Trigger point dry needling

Definition

Several needling treatments are proposed for treatment of myofascial pain syndrome. In fact, two different needling applications can be used to inactivate TrP: wet needling (injections) or dry needling.23 Wet needling refers to the injection of a substance into the TrP area through a hypodermic needle with a beveled, cutting edge; whereas dry needling refers to the insertion of a solid filiform needle into a TrP without the introduction of any substance. In addition, dry needling can be also combined with electrical current giving other modalities such as electrical dry needling or percutaneous electrolysis. Among needling therapies, trigger point dry needling (TrP-DN) is probably the most popular, at least in some health care professions.24 The American Physical Therapy Association (APTA) defined dry needling as a: skilled intervention using a thin filiform needle to penetrate the skin that stimulates myofascial TrPs, musculature and connective tissue for the management of neuromusculoskeletal disorders.25 The Australian Society of Acupuncture Physiotherapists described dry needling as : rapid, short term needling to altered or dysfunctional tissues in order to improve or restore function.

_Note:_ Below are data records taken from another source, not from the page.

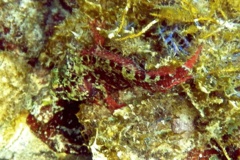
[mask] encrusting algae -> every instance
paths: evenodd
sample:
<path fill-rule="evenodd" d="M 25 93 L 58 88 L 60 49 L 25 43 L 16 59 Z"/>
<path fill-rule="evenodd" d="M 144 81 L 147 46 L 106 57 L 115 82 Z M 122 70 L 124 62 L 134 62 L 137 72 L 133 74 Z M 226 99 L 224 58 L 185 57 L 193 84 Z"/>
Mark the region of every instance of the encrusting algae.
<path fill-rule="evenodd" d="M 238 2 L 61 4 L 36 57 L 50 72 L 27 118 L 37 137 L 92 159 L 240 158 Z"/>

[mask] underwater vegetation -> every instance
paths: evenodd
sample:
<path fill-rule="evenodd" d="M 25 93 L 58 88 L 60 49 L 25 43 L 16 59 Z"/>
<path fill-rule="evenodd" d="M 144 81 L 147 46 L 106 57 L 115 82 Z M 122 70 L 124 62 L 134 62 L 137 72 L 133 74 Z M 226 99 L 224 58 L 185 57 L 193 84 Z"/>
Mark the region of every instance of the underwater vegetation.
<path fill-rule="evenodd" d="M 59 4 L 68 14 L 46 11 L 43 47 L 28 45 L 27 56 L 49 73 L 27 124 L 52 150 L 92 159 L 240 158 L 240 2 Z M 12 41 L 0 41 L 11 50 Z"/>

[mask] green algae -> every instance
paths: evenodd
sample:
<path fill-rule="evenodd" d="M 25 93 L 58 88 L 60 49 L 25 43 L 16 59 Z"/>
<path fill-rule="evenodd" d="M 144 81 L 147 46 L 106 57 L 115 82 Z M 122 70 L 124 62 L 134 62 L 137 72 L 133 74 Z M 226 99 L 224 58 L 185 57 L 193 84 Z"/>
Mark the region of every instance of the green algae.
<path fill-rule="evenodd" d="M 166 5 L 164 1 L 85 0 L 78 3 L 81 7 L 75 8 L 71 16 L 56 26 L 46 50 L 40 55 L 43 66 L 55 67 L 53 73 L 56 71 L 57 75 L 52 77 L 52 88 L 60 84 L 58 76 L 62 78 L 61 85 L 71 88 L 72 92 L 63 93 L 64 99 L 82 100 L 82 93 L 71 84 L 82 84 L 81 76 L 89 69 L 81 64 L 78 55 L 96 44 L 90 23 L 94 20 L 101 24 L 97 31 L 105 38 L 105 46 L 146 62 L 147 70 L 179 66 L 187 59 L 186 55 L 173 55 L 173 51 L 159 41 L 156 34 L 159 28 L 175 25 L 181 36 L 191 35 L 191 46 L 186 48 L 189 54 L 200 44 L 203 46 L 199 61 L 190 73 L 191 81 L 166 93 L 150 94 L 137 86 L 120 91 L 119 99 L 127 106 L 113 114 L 104 108 L 101 100 L 101 107 L 83 104 L 78 116 L 92 131 L 89 144 L 92 152 L 109 159 L 131 159 L 132 156 L 183 159 L 190 150 L 204 150 L 211 145 L 220 150 L 220 155 L 231 157 L 226 148 L 240 147 L 237 138 L 240 127 L 237 2 L 184 0 Z M 134 26 L 129 27 L 130 23 Z M 66 67 L 67 56 L 74 58 L 74 68 Z M 72 73 L 77 73 L 79 78 L 71 79 Z M 133 73 L 127 76 L 133 78 Z"/>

This may include needling of myofascial TrPs, periosteum, and connective tissues. It may be performed with an acupuncture needle or any needle without the injection of a fluid.26 Since TrP-DN and injections, either anesthetics or botulinum toxin, are probably the needling therapies most commonly used for the treatment of myofascial pain whereas acupuncture is also used for treating other medical conditions, the current paper discusses the rationale for clinical application of TrP-DN for myofascial pain.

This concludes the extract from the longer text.